Everything Tesla Launched in 2025: A Comprehensive Overview
2025 has been a milestone year for Tesla. The company delivered a wave of hardware refinements and software enhancements and made substantial progress toward a truly autonomous future. From safety-critical upgrades to consumer-facing features, these developments have strengthened reliability while expanding capability across the fleet.




From safety-focused additions like Child Left Behind Detection to playful touches such as Tron Mode, Tesla shipped feature after feature while expanding FSD into multiple new continents. The company also unified FSD across its lineup, began migrating to a modern visualization stack, and launched the Robotaxi Network — the strategic cornerstone for future autonomy. As 2026 approaches, here are the defining moments that reshaped the company.
Q1 2025 — January to March
- The refreshed Model Y debuted in North America and Europe, aligning its aesthetics with the updated Model 3 and consolidating global manufacturing. Enhancements included acoustic glass, ventilated seats, a rear screen, and safety and efficiency upgrades to keep the world’s best-selling EV competitive.
- FSD launched in Mexico and China, marking a major step toward global deployment and demonstrating the autonomy stack’s adaptability to complex regulatory environments and diverse markets.

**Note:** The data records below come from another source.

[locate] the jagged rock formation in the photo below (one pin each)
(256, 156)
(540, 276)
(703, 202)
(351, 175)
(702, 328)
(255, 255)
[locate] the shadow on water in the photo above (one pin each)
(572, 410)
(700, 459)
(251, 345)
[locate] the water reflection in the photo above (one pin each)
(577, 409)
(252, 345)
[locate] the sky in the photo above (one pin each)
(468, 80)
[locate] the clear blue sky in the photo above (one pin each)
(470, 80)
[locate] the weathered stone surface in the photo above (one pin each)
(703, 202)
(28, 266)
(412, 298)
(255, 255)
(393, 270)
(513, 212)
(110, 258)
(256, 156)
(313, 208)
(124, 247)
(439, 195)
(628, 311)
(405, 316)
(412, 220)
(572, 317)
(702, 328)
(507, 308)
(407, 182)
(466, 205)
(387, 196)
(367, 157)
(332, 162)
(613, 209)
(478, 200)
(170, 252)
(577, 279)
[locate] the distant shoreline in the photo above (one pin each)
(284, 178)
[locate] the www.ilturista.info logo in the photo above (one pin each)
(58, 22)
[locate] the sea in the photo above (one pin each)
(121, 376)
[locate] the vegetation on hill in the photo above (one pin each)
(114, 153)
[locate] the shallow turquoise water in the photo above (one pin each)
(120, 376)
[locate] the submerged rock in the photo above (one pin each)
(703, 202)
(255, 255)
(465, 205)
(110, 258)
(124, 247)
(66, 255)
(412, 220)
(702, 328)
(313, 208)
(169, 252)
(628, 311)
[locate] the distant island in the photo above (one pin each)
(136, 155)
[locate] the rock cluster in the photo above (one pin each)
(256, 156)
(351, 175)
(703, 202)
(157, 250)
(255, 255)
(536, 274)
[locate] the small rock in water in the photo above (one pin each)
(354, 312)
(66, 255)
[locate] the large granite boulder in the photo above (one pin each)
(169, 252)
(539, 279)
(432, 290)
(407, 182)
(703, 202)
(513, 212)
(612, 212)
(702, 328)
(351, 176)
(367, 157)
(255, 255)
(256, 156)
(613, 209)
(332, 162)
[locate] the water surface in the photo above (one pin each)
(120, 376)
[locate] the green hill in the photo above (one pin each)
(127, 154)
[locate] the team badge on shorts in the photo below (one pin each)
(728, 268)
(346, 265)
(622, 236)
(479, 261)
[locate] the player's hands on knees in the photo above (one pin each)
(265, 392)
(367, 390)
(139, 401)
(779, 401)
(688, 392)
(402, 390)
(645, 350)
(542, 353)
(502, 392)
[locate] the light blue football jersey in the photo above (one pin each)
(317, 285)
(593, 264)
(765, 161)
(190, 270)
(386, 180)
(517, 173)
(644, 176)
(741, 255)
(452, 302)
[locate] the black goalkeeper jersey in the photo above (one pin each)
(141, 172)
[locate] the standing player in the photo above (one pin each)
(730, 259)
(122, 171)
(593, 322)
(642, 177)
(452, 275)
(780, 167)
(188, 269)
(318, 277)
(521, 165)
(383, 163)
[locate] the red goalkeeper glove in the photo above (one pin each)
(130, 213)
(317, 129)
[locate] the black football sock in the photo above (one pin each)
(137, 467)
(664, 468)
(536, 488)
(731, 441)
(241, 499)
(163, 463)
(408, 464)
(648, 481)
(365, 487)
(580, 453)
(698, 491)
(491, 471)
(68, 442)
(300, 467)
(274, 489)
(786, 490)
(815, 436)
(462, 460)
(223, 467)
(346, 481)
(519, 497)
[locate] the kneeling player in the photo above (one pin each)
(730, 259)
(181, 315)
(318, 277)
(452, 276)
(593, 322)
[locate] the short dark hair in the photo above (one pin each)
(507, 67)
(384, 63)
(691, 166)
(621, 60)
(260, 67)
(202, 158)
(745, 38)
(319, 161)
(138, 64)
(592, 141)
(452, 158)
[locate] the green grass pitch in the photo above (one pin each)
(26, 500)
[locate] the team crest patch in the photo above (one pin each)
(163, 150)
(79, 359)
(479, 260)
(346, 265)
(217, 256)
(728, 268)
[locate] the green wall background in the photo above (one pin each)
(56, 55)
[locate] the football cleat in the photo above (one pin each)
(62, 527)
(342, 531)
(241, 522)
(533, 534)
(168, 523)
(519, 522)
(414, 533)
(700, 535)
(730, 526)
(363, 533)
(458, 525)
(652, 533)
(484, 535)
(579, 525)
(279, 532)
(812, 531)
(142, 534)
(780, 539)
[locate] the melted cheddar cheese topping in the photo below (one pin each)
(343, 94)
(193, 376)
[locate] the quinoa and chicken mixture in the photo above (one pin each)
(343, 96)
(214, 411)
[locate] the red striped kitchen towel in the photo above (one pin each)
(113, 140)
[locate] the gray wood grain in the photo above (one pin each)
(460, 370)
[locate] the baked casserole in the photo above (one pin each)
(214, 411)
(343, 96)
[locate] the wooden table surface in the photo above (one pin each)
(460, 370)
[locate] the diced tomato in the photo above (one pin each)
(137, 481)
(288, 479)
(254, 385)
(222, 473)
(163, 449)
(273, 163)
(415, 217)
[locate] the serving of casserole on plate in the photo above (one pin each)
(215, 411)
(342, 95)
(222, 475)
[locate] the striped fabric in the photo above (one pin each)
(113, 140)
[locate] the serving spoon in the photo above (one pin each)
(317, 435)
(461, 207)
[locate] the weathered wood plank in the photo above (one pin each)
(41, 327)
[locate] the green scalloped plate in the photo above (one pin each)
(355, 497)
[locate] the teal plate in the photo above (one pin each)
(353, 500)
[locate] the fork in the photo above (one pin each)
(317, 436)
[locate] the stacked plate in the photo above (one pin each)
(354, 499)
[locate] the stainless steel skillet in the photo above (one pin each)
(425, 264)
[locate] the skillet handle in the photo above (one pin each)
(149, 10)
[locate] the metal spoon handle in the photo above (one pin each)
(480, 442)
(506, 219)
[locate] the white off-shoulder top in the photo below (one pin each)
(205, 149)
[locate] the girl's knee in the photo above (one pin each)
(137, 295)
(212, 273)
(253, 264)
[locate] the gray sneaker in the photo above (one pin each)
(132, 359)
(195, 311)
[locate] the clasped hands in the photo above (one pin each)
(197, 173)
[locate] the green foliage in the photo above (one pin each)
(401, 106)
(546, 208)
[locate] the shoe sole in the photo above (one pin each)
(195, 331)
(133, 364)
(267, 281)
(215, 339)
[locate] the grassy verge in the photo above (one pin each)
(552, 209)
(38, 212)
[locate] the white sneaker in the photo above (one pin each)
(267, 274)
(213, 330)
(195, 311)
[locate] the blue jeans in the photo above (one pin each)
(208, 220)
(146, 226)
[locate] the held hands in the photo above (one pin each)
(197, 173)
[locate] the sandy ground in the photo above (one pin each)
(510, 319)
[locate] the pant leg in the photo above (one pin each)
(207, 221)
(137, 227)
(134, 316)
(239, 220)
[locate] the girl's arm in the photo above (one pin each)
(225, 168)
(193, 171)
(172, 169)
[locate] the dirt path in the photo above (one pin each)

- Elon Musk pledged free hardware upgrades for HW3 owners who had purchased FSD outright if unsupervised FSD could not be achieved on the older hardware — a notable commitment to legacy customers.
- Android phones gained Hands-Free Trunk support via Ultra-wideband (UWB) about a year after iOS support. Tesla also rolled out In-Cabin Radar to improve occupant detection and classification.
Q2 2025 — April to June
- Tesla launched the Robotaxi Network in Austin with specially modified Model Y vehicles serving early-access riders inside an expanding geofence — a transition from proof-of-concept to live service.
- The 2025 Spring Update brought fleet-wide features including B-pillar dashcam recording, Avoid Highways, and Child Left Behind Detection, plus the return of toggleable 12V accessory power.
- Light refreshes of the Model S and Model X introduced a new Luxe Package and updated interiors to closer match the Cybertruck and refreshed Model 3/Model Y standards.
Q3 2025 — July to September
- Tesla began a transition to a new visualization system built on Unreal Engine, initially visible in the Model S and Model X — groundwork for a larger rollout expected in 2026.
- Low Power Mode launched in response to customer demand. China received the Model Y L, a notable six-seat, extended-wheelbase variant that may expand to other markets pending approvals.
- FSD V14 and plans for AI5 hardware were previewed, promising substantial gains in in-vehicle inference and compute. Tesla also committed to a V14 Lite for HW3 vehicles in mid-2026 to support older hardware while development continues on more capable AI4/AI5 platforms.
- FSD expanded to Australia and New Zealand, and FSD V14 released with major performance improvements, new driving behaviors (Sloth and Mad Max modes), Parking at Destination, and a refreshed UI.
- The Summer Update introduced in-vehicle Grok — a versatile assistant with multiple personalities for tasks like tutoring, storytelling, and general help — and announced a large expansion of visualization assets to better represent vehicle perception.
- In Energy, Tesla held the Las Megas event to unveil Megapack 3 and Megablock, advanced charging capabilities including 500 kW for the Cybertruck, and new milestones such as the Tesla Diner.
- Shareholders approved a record-setting executive pay package tied to highly ambitious milestones, including a market-valuation target that drew broad attention.
Q4 2025 — October to December
- With the Robotaxi pilot proving viable and FSD maturing as a point-to-point system, Tesla focused on the compute and training infrastructure needed for scale, signing major agreements with chip fabs to preserve an AI edge. AI5 is positioned as the next step, with AI6 aimed at deeper integration between training and vehicles.
- The 2025 Fall Update added 3D buildings, Tron Mode, and refreshed charging visualizations.
- The Holiday Update introduced Grok Navigation Commands, an updated Santa Mode, Dashcam FSD overlays, Supercharger site maps, and other seasonal features.
- Tesla made progress toward FSD deployment in Europe, overcoming stringent UNECE requirements through extensive validation and regulatory engagement. Demonstration drives were made available in several countries as European rollout continued to be validated for 2026.
Looking ahead to 2026
By the end of 2025, Tesla had largely unified hardware across its fleet, scaled key software globally, and accelerated compute deployments. If 2025 proved the system works, 2026 is poised to be the year Tesla scales that system worldwide.